魔法軍が実施している魔法予備役も似たようなシステムである。
能力者は一般兵力に比べると希少だが、全員が軍人になるわけではない。能力者もそれぞれ普通に魔法関連の会社に勤めているか、魔法教師になるなど様々な進路がある。
ただしこれは平時の話であり、有事の際には事前に登録した者は招集されることがあるのだ。この事前登録者にはいくつかタイプがあるが、代表的なのが一年に一度最低限の訓練を実施し国から補助金が給付される予備役能力者。もう一つが、国家魔法奨学金制度利用者だ。

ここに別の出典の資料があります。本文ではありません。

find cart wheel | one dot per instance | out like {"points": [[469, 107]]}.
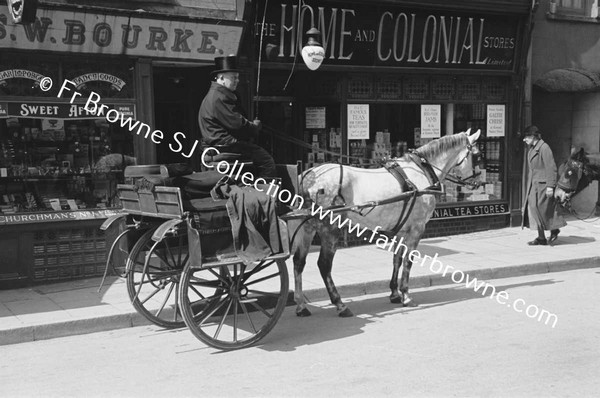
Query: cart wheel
{"points": [[233, 306], [120, 268], [153, 274]]}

魔法を学び大学まで卒業しようとすると、その学費は理系卒業者より高く薬学部卒業者よりやや安い位には学費が必要になる。そこで国は独自の奨学金制度を設けたのだ。それが国家魔法奨学金である。
この奨学金制度利用者の予備役枠は、前線には出向かないが地元で治安維持や後方支援にあたる。前線に兵力を割くと必然的に不足する後方展開兵力を補う。それが彼等の役目であるわけだ。
大輝は転移前に学生として得ていた知識だからこそ、すぐに答えを出せたのである。
「当たりだよ、川島少佐。即応予備については先月の段階で全て出し尽くしててね。今は登録されてた予備役と魔法予備役について随時投入してるわけ。即応と違ってこっちは即席とはいえ実戦投入前の訓練だけでも済ませないといけなくてさ。後方展開兵力にしても一緒。で、これの第二次が終わったのが先々週」
「予備役を後方配置することで常備兵力にやっと余裕が出始めた。その中の内、約二五〇〇がまもなく我々の所に来るという具合だ」
「補足説明ありがとうございます。一個連隊いるかいないかでだいぶ変わりますから、有難い話ではあるかと」
「そう理解してくれると助かるよ、米原少佐。さ、次は今後の方針について話そっか。まだ作戦は正式に布告されていないけれど、だいたい今から話す内容で進むと思うよ。マップを変えるね」
璃佳がまた端末を操作すると、マップが変わる。ホロマップには今後の作戦で進出する地域と方角が矢印で表されていた。
「先に結論を言おっか。私達の目標は二つ。南部方面は鰍沢口駅手前まで進出して甲府盆地南部を押さえること。もう一つが東部方面。甲府市中心部を奪還し、善光寺駅まで進出する。進出ラインは善光寺駅と甲府市内の身延線沿いで、南部方面の鰍沢口で南部方面進出ラインと連結。南限がちょうど笛吹川と釜無川の合流部になるかな。こっちがメインだね」
璃佳が説明した作戦は、先日行われた戦闘が前段作戦と称するに相応しい規模だった。現有兵力約二〇〇〇〇の内、既存領域の防衛に必要な兵力を除いたほぼ全ての戦力を投入するとのことで、さらにその先を考えるにはこれがギリギリというラインでもあった。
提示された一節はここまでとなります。